La dernière partie se nourrit de réflexions sur la dimension politique de la violence. Plusieurs mouvements féministes révolutionnaires ont revendiqué la violence comme une arme inévitable face à un Etat oppresseur. La voie légaliste étant une impasse pour celles qui réclament pacifiquement des droits que cet Etat est le premier à leur refuser. Le problème n’est pas que ces droits ne sont pas connus de l’Etat, mais que ce dernier ne souhaite pas y donner accès. Quelle alternative reste-t-il sinon celle d’ébranler la tranquillité de l’ordre public ? Reprocher à un.e militant.e son terrorisme (comprendre sa capacité à faire trembler le dominant) revient donc à lui reconnaître une force d’action subversive. Les suffragettes, ou les féministes de Rote Zora dans les années 70, ou encore ces Mexicaines, qui brisent, cassent, sabotent, font exploser des bombes, en ont eu marre d’attendre que les institutions écrivent les droits qu’elles souhaitent conquérir, construisent la société dont elles rêvent. L’action directe abolit la distance, la médiation, la représentation entre le corps souhaitant et l’objet souhaité, quand cette représentation est inapte à le lui donner.

Plutôt que rendre les coups dans une logique désespérée et individuelle, adopter l’action violente collective comme une stratégie politique revient comme dans les arts martiaux à utiliser la force de l’adversaire contre lui-même.  Elsa Dorlin, citée par Irene, explique bien cette vision de l’autodéfense comme une philosophie de la libération : apprendre à se battre, à cacher des armes, à organiser son action transforme profondément les corps dans l’espace domestique et social et conscientise sa puissance politique. Plutôt que de sanctionner les femmes qui se révoltent face à des violences, des meurtres et des injustices, il serait temps de détruire ce qui rend possible ce déchaînement de fléaux. Nos regards pointent alors du côté d’un système capitaliste intrinsèquement violent, raciste et sexiste. Après cette lecture, on se demande avec Irene : est-il toujours possible de dire qu’on lutte pour l’égalité, si cette égalité femmes-hommes multiplie les prises de pouvoirs sur d’autres corps par ailleurs ?

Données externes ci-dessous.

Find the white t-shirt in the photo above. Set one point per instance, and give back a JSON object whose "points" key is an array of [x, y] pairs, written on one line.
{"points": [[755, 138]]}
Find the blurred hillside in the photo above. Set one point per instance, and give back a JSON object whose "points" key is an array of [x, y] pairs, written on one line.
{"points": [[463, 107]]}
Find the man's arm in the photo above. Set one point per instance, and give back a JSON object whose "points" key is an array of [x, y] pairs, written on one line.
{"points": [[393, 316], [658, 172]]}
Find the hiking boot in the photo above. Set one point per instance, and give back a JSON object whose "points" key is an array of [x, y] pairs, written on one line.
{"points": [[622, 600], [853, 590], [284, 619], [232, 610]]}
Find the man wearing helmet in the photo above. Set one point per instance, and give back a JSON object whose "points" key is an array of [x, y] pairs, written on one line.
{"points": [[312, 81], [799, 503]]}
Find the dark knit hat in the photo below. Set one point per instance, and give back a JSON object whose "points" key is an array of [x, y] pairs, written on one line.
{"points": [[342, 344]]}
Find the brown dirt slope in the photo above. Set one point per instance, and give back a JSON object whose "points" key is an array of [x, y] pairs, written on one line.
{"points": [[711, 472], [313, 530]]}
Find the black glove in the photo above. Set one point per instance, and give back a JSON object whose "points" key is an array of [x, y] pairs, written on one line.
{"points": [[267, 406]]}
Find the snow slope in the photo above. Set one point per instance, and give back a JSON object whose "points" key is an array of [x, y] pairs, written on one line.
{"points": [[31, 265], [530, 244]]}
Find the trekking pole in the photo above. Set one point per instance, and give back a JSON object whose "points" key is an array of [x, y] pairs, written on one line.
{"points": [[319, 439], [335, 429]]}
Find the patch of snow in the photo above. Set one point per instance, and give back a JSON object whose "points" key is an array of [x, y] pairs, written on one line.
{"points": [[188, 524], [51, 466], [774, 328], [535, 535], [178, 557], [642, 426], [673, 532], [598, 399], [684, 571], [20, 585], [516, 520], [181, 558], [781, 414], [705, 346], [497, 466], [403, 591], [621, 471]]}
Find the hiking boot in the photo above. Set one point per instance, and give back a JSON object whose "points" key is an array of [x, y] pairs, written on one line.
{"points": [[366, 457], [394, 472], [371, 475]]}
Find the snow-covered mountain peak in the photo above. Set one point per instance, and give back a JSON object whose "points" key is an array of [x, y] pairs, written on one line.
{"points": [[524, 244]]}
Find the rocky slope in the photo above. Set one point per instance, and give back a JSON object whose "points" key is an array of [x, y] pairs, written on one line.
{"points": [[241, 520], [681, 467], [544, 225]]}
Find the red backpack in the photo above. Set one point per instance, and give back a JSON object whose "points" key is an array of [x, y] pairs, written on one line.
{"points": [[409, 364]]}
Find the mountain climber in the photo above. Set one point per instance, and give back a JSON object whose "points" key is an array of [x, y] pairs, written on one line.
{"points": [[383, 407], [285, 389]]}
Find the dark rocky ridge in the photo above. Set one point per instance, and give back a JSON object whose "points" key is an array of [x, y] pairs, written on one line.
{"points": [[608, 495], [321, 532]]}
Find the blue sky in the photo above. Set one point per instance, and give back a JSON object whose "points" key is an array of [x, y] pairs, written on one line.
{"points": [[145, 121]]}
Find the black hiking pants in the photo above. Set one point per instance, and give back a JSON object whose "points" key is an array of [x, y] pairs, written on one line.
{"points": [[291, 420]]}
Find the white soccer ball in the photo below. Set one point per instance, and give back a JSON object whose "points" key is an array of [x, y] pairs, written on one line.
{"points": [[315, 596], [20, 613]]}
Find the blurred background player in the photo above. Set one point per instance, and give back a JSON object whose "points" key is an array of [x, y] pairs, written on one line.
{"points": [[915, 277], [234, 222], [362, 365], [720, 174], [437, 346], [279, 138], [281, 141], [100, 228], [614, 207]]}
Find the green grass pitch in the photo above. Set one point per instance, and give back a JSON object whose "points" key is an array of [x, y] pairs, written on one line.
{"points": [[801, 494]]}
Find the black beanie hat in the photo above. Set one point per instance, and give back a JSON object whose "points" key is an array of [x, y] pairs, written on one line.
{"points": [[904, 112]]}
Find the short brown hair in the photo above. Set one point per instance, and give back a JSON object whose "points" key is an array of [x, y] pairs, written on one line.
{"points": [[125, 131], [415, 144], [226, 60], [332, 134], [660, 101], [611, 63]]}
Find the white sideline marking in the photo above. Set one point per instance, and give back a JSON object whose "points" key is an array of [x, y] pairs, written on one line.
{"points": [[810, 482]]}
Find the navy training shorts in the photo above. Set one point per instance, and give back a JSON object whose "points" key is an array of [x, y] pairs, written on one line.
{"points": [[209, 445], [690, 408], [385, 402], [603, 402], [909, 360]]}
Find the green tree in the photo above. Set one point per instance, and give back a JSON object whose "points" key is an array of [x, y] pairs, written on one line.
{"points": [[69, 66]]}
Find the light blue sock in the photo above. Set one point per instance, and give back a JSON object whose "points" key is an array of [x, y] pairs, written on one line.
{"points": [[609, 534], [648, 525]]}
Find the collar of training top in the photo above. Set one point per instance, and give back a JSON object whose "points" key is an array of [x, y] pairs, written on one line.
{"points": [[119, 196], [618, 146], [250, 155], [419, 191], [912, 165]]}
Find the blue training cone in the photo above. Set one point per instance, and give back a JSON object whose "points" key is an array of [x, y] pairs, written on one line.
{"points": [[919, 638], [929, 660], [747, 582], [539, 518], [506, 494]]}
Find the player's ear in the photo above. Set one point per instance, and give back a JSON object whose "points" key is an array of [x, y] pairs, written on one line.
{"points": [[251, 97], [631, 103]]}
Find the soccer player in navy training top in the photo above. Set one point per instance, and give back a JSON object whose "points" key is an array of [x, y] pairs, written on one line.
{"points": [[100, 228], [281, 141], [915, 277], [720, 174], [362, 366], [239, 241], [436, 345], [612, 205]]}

« Vouloir être égales aux hommes supposerait non seulement d’acter une vision binaire du genre et de la société, mais en plus d’affirmer que l’homme serait la mesure de toute chose, le modèle vers lequel nous devrions tendre. »

Partant de là, le féminisme ne peut plus se satisfaire d’une lutte au rabais et élargit sa pensée à tous les aspects de la domination capitaliste. Bon d’accord, mais je l’allume quand la mèche ?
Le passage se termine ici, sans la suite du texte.